Die wunderbare Blütenvielfalt der Kalanchoë

Die wunderbare Blütenvielfalt der Kalanchoë
Kalanchoë gibt es heute mit den unterschiedlichsten Blütenformen. Gefüllte Exemplare erinnern mit ihrer Vielzahl an Blütenblättern an winzige Röschen. Foto: GPP

GPP. Mit der Blütenpracht in den Gärten, auf den Balkonen und in der Natur ist es nun erst einmal vorbei. Und auch die meisten blühenden Zimmerpflanzen legen eine Ruheperiode ein. Dennoch müssen wir auf die Schönheit bunter Knospen nicht ganz verzichten. Denn mit einigen Gewächsen lassen sich auch in der kalten Jahreszeit zuverlässig lebendige Farbakzente in die Wohnung bringen - beispielsweise mit der ­Kalanchoë.

Kalanchoë sind ursprünglich in den tropischen Gebieten Afrikas und Asiens beheimatet. Es gibt hunderte verschiedene Arten. Die bekannteste Vertreterin der Gattung ist die Kalanchoë blossfeldiana. Ihr wissenschaftlicher Name verweist auf den ­deutschen Botaniker Robert Blossfeld, der die Art in den 1930er-Jahren nach Europa brachte und hier als Zimmerpflanze populär machte. Da die Blüten der Urform und der ersten gezüchteten Sorten ausschließlich feurig rot waren, wurden sie in Deutschland auch „Flammendes ­Käthchen“ genannt.

Dank zahlreicher europäischer Gärtner und ihrer Züchtungserfolge gibt es die Kalanchoë blossfeldiana heute in den unterschiedlichsten Farbnuancen. Von Violett über Rosa und Pink bis hin zu Orange, Apricot, Gelb und Weiß reicht die Palette. Sogar Sorten, die mehrfarbig blühen, sind mittlerweile erhältlich. Auch bei der Blütengröße und -form hat sich einiges getan. So findet man neben den einfachen Sorten, deren Blüten an Sterne erinnern, auch gefüllte Exemplare, die mit ihrer Vielzahl an Blütenblättern wie winzige Röschen aussehen. Dicht an dicht erscheinen die kleinen Knospen an den kompakten Dolden und bilden einen schönen Kontrast zu den dunkelgrünen, fleischigen Blättern. In ihnen können die Pflanzen übrigens Wasser speichern und müssen daher nur wenig gegossen werden. Erst, wenn die Erde gut abgetrocknet ist, sollte erneut zur Gießkanne gegriffen werden. Für mindestens zehn Wochen kann man sich über die bunte Blütenpracht freuen.

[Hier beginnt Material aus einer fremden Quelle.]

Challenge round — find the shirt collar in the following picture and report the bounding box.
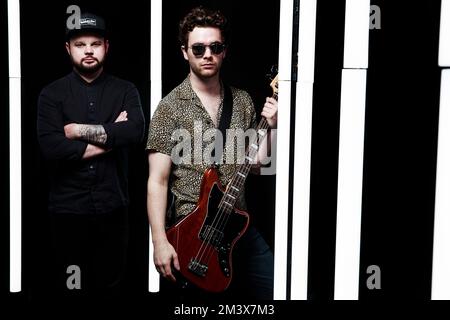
[71,70,106,86]
[176,75,197,100]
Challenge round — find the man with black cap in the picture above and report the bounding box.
[37,13,144,296]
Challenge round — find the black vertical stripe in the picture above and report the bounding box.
[0,1,9,298]
[360,0,440,300]
[310,0,345,300]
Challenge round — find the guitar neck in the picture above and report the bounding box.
[221,92,278,213]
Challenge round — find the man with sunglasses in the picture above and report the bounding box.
[147,7,278,299]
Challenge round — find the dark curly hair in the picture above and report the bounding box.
[178,6,228,46]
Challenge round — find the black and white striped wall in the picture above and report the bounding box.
[1,0,450,300]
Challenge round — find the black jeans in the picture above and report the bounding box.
[161,226,274,303]
[50,208,128,298]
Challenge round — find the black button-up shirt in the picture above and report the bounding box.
[37,72,144,214]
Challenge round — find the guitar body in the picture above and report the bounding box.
[167,168,249,292]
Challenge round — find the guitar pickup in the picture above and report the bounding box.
[200,225,224,248]
[188,259,208,277]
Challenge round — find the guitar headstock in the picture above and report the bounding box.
[267,65,278,99]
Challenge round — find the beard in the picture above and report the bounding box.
[72,58,104,75]
[191,63,220,80]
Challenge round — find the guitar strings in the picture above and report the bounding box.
[194,87,278,276]
[196,118,269,264]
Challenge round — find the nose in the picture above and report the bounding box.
[84,45,94,54]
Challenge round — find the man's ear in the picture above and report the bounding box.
[105,39,109,53]
[181,45,189,60]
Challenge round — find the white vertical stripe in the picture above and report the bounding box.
[431,69,450,300]
[344,0,370,68]
[148,0,162,292]
[298,0,317,83]
[291,83,313,300]
[439,0,450,67]
[291,0,317,300]
[274,0,294,300]
[334,69,367,300]
[8,0,22,292]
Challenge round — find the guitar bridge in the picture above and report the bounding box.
[188,259,208,277]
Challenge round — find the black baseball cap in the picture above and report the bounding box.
[66,12,106,40]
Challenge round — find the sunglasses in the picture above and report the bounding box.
[188,42,225,57]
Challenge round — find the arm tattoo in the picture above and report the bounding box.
[78,124,108,145]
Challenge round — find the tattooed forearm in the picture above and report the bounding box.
[78,124,108,145]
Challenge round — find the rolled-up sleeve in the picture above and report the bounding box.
[103,86,145,149]
[37,89,87,161]
[146,102,177,156]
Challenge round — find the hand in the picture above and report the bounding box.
[153,240,180,282]
[261,98,278,129]
[64,123,80,140]
[114,111,128,122]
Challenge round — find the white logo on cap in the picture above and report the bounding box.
[80,18,97,26]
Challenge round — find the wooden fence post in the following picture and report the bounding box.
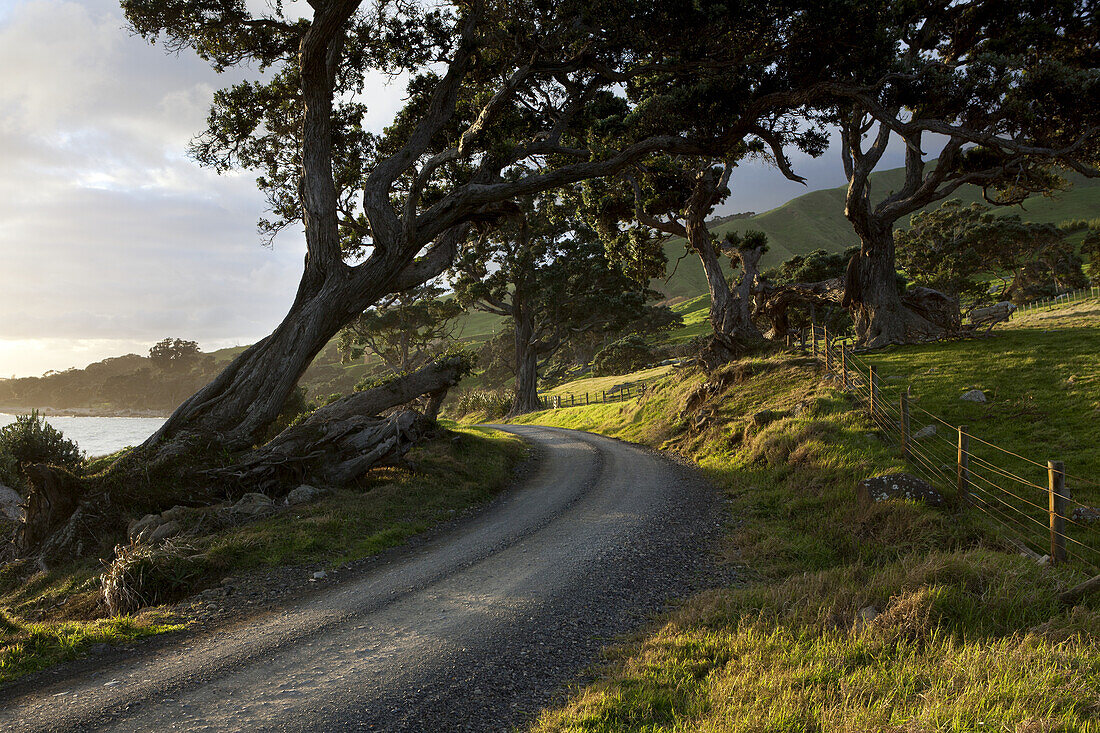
[1046,461,1068,562]
[901,391,911,461]
[956,425,970,508]
[867,364,879,423]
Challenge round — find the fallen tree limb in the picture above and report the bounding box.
[15,357,468,562]
[754,277,844,339]
[202,357,465,496]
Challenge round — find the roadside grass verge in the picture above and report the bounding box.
[540,367,672,403]
[196,425,526,572]
[521,319,1100,733]
[0,424,527,685]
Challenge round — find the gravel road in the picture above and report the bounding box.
[0,426,722,732]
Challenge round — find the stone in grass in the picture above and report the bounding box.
[286,483,326,506]
[128,514,164,541]
[752,409,787,427]
[1073,506,1100,524]
[145,522,184,545]
[856,473,944,506]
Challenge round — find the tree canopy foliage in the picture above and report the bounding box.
[338,284,462,374]
[454,186,669,413]
[897,199,1085,306]
[823,0,1100,346]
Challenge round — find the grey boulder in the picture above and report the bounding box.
[856,473,944,506]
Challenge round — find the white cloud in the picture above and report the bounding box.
[0,0,303,374]
[0,0,924,375]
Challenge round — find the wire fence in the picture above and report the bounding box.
[539,381,649,409]
[1009,286,1100,319]
[789,326,1100,573]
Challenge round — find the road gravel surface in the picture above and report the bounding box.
[0,426,722,732]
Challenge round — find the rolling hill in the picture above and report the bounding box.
[653,168,1100,298]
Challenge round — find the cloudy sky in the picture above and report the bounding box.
[0,0,884,376]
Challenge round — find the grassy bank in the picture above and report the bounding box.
[0,427,526,683]
[514,303,1100,732]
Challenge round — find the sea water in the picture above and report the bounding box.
[0,413,165,458]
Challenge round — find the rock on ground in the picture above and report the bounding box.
[0,483,23,522]
[959,390,988,402]
[856,473,944,506]
[286,483,326,506]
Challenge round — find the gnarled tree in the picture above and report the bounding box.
[837,0,1100,347]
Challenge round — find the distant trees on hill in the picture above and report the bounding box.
[0,339,217,412]
[895,199,1088,306]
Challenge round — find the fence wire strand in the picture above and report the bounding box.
[804,326,1100,569]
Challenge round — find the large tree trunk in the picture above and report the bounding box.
[843,220,945,348]
[686,219,763,367]
[508,305,540,417]
[756,277,844,339]
[204,357,465,496]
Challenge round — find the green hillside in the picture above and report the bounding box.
[653,168,1100,298]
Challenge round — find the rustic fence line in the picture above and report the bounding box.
[539,382,649,409]
[1009,285,1100,319]
[789,326,1100,572]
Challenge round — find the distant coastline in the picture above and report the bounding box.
[0,405,172,417]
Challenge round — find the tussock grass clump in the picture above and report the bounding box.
[100,539,212,616]
[0,611,182,685]
[448,390,516,419]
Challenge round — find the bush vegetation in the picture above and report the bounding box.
[592,335,657,376]
[0,411,84,488]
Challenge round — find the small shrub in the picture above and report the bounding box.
[0,409,84,484]
[100,539,212,615]
[592,336,657,376]
[454,390,516,419]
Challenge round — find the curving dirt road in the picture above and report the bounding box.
[0,426,721,731]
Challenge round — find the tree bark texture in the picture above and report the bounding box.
[15,357,465,562]
[843,221,946,349]
[683,167,762,368]
[193,357,463,496]
[508,304,540,417]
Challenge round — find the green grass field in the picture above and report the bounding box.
[653,168,1100,298]
[512,299,1100,733]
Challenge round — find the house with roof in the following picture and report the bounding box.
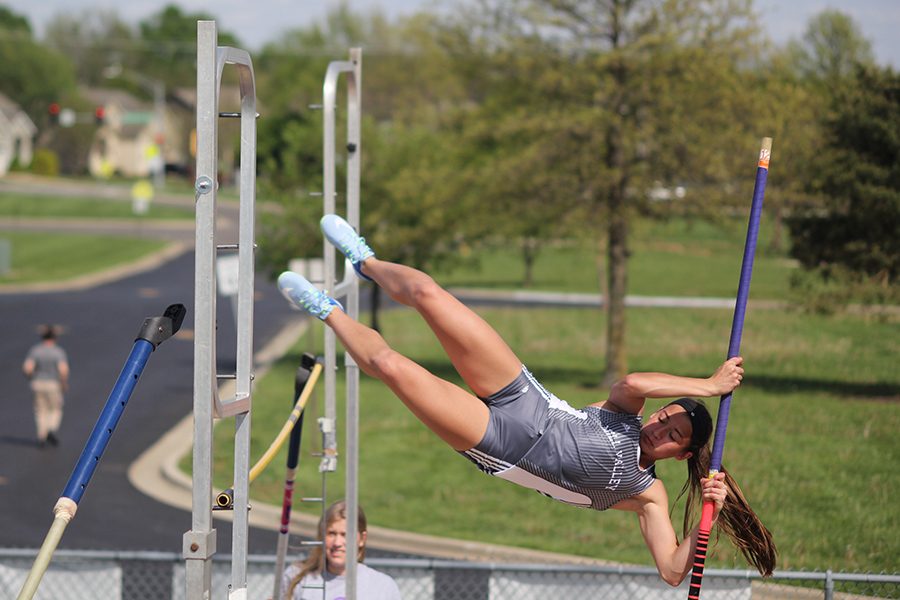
[0,93,37,177]
[81,88,178,177]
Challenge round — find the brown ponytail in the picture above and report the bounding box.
[678,443,778,577]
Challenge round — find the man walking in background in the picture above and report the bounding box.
[22,325,69,447]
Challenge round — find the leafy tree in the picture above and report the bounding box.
[789,66,900,286]
[44,9,137,87]
[442,0,761,383]
[0,4,31,38]
[788,10,875,85]
[135,4,241,88]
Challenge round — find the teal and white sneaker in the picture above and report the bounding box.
[319,215,375,281]
[278,271,344,321]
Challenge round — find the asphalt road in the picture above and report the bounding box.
[0,246,297,553]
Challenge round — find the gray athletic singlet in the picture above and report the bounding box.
[462,366,656,510]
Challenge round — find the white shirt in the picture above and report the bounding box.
[281,563,401,600]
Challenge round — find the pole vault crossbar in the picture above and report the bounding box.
[182,21,257,600]
[319,48,362,600]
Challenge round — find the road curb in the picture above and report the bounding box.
[128,319,613,565]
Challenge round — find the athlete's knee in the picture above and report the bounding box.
[366,347,409,384]
[409,273,447,306]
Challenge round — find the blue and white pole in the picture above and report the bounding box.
[18,304,187,600]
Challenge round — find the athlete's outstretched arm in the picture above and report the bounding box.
[600,356,744,414]
[622,473,728,586]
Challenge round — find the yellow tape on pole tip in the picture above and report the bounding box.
[757,138,772,169]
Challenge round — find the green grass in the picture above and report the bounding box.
[435,219,797,300]
[0,193,194,219]
[207,309,900,572]
[0,231,167,285]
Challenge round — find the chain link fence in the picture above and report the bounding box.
[0,549,900,600]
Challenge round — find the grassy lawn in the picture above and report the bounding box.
[0,231,167,286]
[211,302,900,572]
[0,193,194,219]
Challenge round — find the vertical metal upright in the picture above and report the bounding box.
[320,48,362,600]
[182,21,257,600]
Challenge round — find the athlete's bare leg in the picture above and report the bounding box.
[362,256,522,398]
[325,310,492,451]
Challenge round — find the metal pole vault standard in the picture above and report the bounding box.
[18,304,186,600]
[319,48,362,600]
[189,21,258,600]
[688,138,772,600]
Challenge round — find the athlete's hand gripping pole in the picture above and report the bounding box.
[688,138,772,600]
[18,304,186,600]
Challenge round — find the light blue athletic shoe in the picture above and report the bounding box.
[278,271,344,321]
[319,215,375,281]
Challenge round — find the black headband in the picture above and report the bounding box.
[669,398,712,448]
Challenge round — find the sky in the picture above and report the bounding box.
[0,0,900,69]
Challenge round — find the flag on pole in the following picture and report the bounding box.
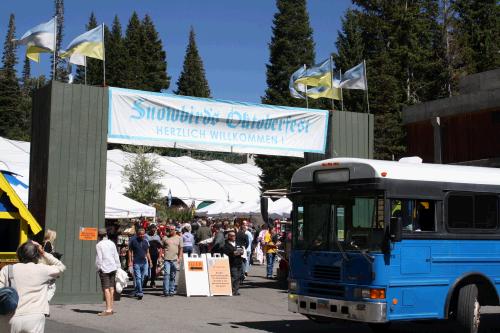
[340,62,367,90]
[288,67,306,99]
[15,17,57,62]
[61,24,104,60]
[69,53,86,66]
[290,58,340,100]
[167,189,172,207]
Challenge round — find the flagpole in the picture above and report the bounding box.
[363,59,370,113]
[304,64,309,109]
[330,55,335,110]
[52,15,57,81]
[340,69,344,111]
[102,23,106,87]
[83,56,87,85]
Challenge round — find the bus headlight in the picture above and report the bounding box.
[370,288,385,299]
[354,288,385,299]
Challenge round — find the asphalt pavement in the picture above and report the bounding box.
[45,266,500,333]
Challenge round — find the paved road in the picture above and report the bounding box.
[46,267,500,333]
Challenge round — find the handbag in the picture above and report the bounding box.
[0,265,19,315]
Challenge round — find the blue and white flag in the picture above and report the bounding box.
[167,189,172,207]
[340,62,366,90]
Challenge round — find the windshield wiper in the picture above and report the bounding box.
[334,233,351,261]
[304,228,325,263]
[349,241,373,264]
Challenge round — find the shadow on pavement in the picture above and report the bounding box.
[232,314,500,333]
[240,280,288,290]
[71,309,101,314]
[45,319,104,333]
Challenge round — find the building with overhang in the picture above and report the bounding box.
[403,69,500,167]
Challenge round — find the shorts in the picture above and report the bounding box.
[99,271,116,290]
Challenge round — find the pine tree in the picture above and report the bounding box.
[255,0,315,190]
[52,0,68,82]
[124,11,145,89]
[122,146,162,205]
[175,27,210,97]
[0,14,21,139]
[104,15,128,88]
[354,0,406,159]
[452,0,500,74]
[21,57,31,95]
[332,9,366,112]
[74,12,103,86]
[142,14,170,92]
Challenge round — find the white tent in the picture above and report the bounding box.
[268,197,292,219]
[196,200,231,216]
[234,201,260,216]
[0,137,261,218]
[106,150,261,206]
[0,137,156,219]
[105,191,156,219]
[221,201,242,216]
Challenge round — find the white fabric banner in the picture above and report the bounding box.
[108,88,328,157]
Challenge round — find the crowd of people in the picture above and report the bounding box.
[117,219,288,300]
[0,219,290,333]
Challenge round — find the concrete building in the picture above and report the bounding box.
[403,69,500,167]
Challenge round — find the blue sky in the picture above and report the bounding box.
[0,0,351,102]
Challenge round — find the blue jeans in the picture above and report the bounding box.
[182,246,193,257]
[244,250,252,273]
[163,260,177,295]
[266,253,276,277]
[134,262,148,296]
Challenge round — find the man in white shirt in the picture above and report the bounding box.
[95,229,120,316]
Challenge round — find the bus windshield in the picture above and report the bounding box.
[293,193,384,252]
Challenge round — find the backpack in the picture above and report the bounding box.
[0,265,19,315]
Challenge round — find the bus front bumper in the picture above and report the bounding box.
[288,293,387,323]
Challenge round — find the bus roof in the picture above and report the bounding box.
[292,158,500,185]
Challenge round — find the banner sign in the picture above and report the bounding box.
[78,227,97,240]
[108,88,328,156]
[207,254,233,296]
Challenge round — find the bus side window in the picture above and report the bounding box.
[297,206,304,241]
[417,200,436,231]
[391,199,436,232]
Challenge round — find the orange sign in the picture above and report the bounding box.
[80,228,97,240]
[188,260,203,272]
[208,257,232,296]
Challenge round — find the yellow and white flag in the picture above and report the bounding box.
[61,24,104,60]
[15,17,57,62]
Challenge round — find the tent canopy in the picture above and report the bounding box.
[268,197,292,219]
[106,191,156,219]
[0,137,261,218]
[106,149,261,207]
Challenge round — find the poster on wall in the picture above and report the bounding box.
[108,88,328,157]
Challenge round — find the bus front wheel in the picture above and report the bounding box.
[306,315,335,324]
[368,323,391,333]
[457,284,481,333]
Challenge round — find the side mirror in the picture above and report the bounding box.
[260,197,269,223]
[389,217,403,242]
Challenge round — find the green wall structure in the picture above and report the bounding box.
[29,82,108,304]
[305,110,374,163]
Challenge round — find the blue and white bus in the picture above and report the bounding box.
[288,158,500,332]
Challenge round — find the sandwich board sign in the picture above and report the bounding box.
[179,253,210,297]
[207,254,233,296]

Als kompakt wachsende Pflanze erreichen Kalanchoë eine Höhe von 15 bis 30 Zentimetern. Einige neue Züchtungen können aber durchaus größer werden. Und auch im sonstigen Aussehen unterscheiden sich diese deutlich. So wird die Sorte ‘Lucky Bells‘ fast 50 Zentimeter hoch und schmückt sich mit für Kalanchoë sehr untypischen Blüten: Sie haben die Form von kleinen Glöckchen. Noch etwas exotischer kommt die ‘Magic Bells‘ daher. An den Enden ihrer langen Blütenstiele zeigen sich hellgrüne, lampionartige Blütentrauben, aus denen sich nach und nach auch glockenförmige Blüten entwickeln.